Tokat Müzesi ziyareti sırasında TYB heyetine dâhil olan Tokat Belediye Başkanı Eyüp Eroğlu Konya ve Tokat arasındaki tarihî ve kültürel doku benzerliğine dikkat çekerek iki şehir arasında münasebetlerin geliştirilmesi dileğinde bulundu. TYB Konya Şubesi Başkanı Ahmet Köseoğlu ve Milletvekili Av. Ahmet Sorgun, Tokat Belediye Başkanı Eroğlu ve heyete refakat eden Tokatlı yazarlar Mustafa Uçurum, Ali Bal’a TYB’nin yayınlarını hediye ederek teşekkürlerini sundu.
TYB Konya Şube Başkanı Ahmet Köseoğlu, üç gün süren program sonunda geziye iştirak eden tüm TYB üyelerine teşekkür etti.
YÜCEL KEMENDİ; AMASYA VE TOKAT'I ANLATTI
TYB Konya Şubesi üyesi ve BBN Haber Köşe Yazarı Yücel Kemendi, Amasya ve Tokat gezisinin detaylarını kaleme aldı. Kemendi, iki şehrin devletleri kuran ve yaşan olduğunun altını çizerek şunları şöyledi;
Devletleri Kuran ve yaşamasında etkili olan iki şehir. Amasya ve Tokat
1. Gün
Türkiye Yazarlar birliği Konya şubesinin organize ettiği Amasya-Tokat yolculuğumuz 30 Temmus Cuma günü saat 09.00 da otobüse adım atmamızla başladı. Otobüse biner binmez yolculuğun ne kadar eğlenceli ve dolu dolu geçeceği görmezden gelinilemeyecek nitelikteydi. Otobüste 40 kişi Yerlerimizi alıp tam organize edilen saatte hareket ettik. Aramıza bir kişi Kulu ilçemizden bir kişide Kırıkkaleden katılınca sayımız Konya trafik plaka numarasına ulaştı.
Konya’dan hareketle birlikte genel hatlarıyla kullanacağımız güzergahı tanımaya ve üzerinde karşımıza çıkacak olan yapılar hakkında da bilgiler edinmeye başladık.
Arkadaşlarımızın bilgilendirici sohbetleriyle Cuma namazını kılmak için Kırıkkalenin Yahşiyan ilçesinde ilk molamızı verdik.
Daha sonra verdiğimiz yemek molasından sonra saat 17.30 da Amasyaya ulaştık.
Neresi bu Amasya? diye önce bir soru aklıma geldi, bilgilerimi tazeledim.
Osmanlı döneminde şehsadeler şehri Amasya dedim.

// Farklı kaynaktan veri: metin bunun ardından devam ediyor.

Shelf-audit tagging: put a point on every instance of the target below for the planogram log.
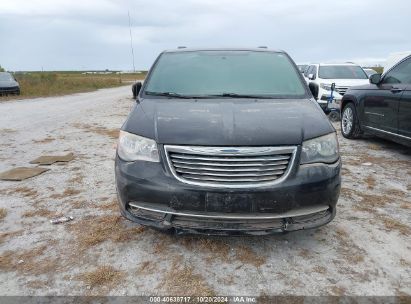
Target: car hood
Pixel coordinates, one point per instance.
(345, 82)
(8, 84)
(228, 122)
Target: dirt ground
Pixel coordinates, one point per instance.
(366, 250)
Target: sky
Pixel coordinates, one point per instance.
(94, 34)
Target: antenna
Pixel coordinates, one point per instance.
(131, 41)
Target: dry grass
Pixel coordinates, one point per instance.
(40, 84)
(392, 224)
(214, 249)
(102, 276)
(110, 206)
(44, 140)
(67, 193)
(370, 202)
(24, 191)
(181, 277)
(3, 213)
(146, 267)
(370, 181)
(37, 284)
(112, 133)
(347, 248)
(29, 261)
(95, 230)
(396, 192)
(7, 235)
(320, 269)
(77, 179)
(41, 212)
(247, 256)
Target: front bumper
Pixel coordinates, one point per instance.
(9, 90)
(149, 194)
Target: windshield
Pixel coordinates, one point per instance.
(6, 77)
(341, 72)
(228, 73)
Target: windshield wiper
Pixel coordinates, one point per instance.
(235, 95)
(170, 94)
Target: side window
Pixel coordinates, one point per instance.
(314, 71)
(307, 70)
(399, 74)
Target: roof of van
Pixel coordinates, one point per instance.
(394, 58)
(256, 49)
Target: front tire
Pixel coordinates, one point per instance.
(350, 126)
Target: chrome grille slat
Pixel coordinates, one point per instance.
(208, 173)
(222, 179)
(237, 164)
(229, 158)
(240, 169)
(233, 167)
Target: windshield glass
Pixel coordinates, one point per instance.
(204, 73)
(341, 72)
(6, 77)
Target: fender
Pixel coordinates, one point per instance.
(358, 108)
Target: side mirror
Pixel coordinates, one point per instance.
(375, 78)
(136, 89)
(314, 89)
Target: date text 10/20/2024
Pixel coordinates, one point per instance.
(205, 299)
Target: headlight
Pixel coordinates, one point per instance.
(322, 149)
(132, 147)
(325, 86)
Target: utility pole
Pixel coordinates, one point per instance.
(131, 41)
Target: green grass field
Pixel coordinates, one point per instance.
(42, 84)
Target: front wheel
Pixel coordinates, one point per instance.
(350, 127)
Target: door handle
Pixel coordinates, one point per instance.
(396, 90)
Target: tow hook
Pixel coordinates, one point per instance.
(167, 220)
(286, 222)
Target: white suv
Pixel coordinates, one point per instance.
(320, 76)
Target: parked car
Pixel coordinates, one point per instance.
(321, 76)
(227, 141)
(135, 88)
(302, 67)
(370, 72)
(8, 84)
(383, 107)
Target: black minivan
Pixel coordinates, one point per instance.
(227, 141)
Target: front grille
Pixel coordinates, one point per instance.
(230, 166)
(341, 90)
(9, 89)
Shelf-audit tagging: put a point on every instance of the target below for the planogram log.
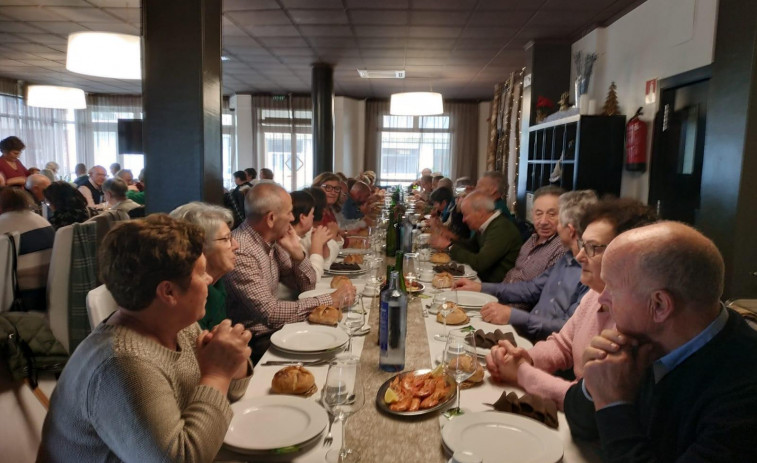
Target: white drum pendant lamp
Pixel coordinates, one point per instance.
(51, 96)
(416, 104)
(105, 54)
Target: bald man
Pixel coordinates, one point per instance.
(269, 253)
(494, 246)
(676, 380)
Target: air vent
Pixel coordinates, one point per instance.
(369, 74)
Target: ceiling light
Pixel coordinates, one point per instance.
(416, 104)
(368, 74)
(50, 96)
(105, 54)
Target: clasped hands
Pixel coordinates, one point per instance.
(614, 365)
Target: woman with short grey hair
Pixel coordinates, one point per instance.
(219, 250)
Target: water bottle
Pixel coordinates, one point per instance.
(393, 326)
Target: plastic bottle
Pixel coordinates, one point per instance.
(393, 326)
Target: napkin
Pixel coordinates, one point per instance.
(489, 340)
(530, 405)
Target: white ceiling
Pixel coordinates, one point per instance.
(460, 48)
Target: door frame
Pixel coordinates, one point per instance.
(683, 79)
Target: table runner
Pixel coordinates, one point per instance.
(382, 438)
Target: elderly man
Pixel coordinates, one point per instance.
(92, 189)
(676, 381)
(544, 247)
(115, 195)
(269, 252)
(36, 185)
(554, 294)
(494, 246)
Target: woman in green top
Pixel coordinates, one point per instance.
(219, 250)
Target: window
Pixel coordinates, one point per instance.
(411, 143)
(284, 134)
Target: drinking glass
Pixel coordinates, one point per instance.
(342, 396)
(460, 362)
(444, 303)
(353, 319)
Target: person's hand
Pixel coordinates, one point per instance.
(495, 313)
(464, 284)
(222, 354)
(617, 376)
(344, 296)
(503, 366)
(291, 244)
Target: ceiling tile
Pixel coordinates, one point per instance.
(433, 32)
(376, 17)
(259, 18)
(438, 18)
(371, 4)
(319, 16)
(326, 31)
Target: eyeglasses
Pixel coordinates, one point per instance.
(591, 249)
(330, 188)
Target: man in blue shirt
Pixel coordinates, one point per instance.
(554, 295)
(676, 381)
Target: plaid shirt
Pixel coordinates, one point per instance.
(533, 259)
(253, 284)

Sonra 1402 Ankara savaşından sonra dağılan Osmanlıyı tekrar kuran Çelebi Mehmet in mekanı Amasya'yı hatırladım. Yakın tarihimizden Mustafa Kemal Atatürk'ün 19 Mayıs 1919 da Samsun'a ayak bastıktan sonra, Anadolu'nun kurtuluş mücadelesi için Anadoluya çağrı yaptığı yer Amasya. İstabul hükümeti ile Anadolu hareketini kabul ettirdiği protokolün imzalandığı yerin de Amasya olduğunu hepimiz biliyoruz.
Tarihin bu önemli şehrinde bizi ilk karşılayan Amasya milletvekili Hasan ÇİLEZ, oldu. Hoşgeldiniz konuşmasından sonra Saat 18.30 da Amasya'yı seyredebileceğimiz konumdaki otelimize yerleştik.
Akşam yemeğinden sonra gece saat 02.00 kadar teras sohbetleri ayrı bir güzellikteydi.
2.gün
Sabah kahvaltısından sonra hepimiz rehberimizle birlikte, 08.30 da otobüsümüzün koltuklarındaydık.
Amasya çok bilinmese de hem eski uygarlıklar, hem de Osmanlı için en önemli yerleşim yerlerinden birisi olması nedeniyle birçok gezginin uğrak yerlerinden birisi olduğu tüm tarih kitaplarında yazıyordu, bu gezimizde buna şahit olduk.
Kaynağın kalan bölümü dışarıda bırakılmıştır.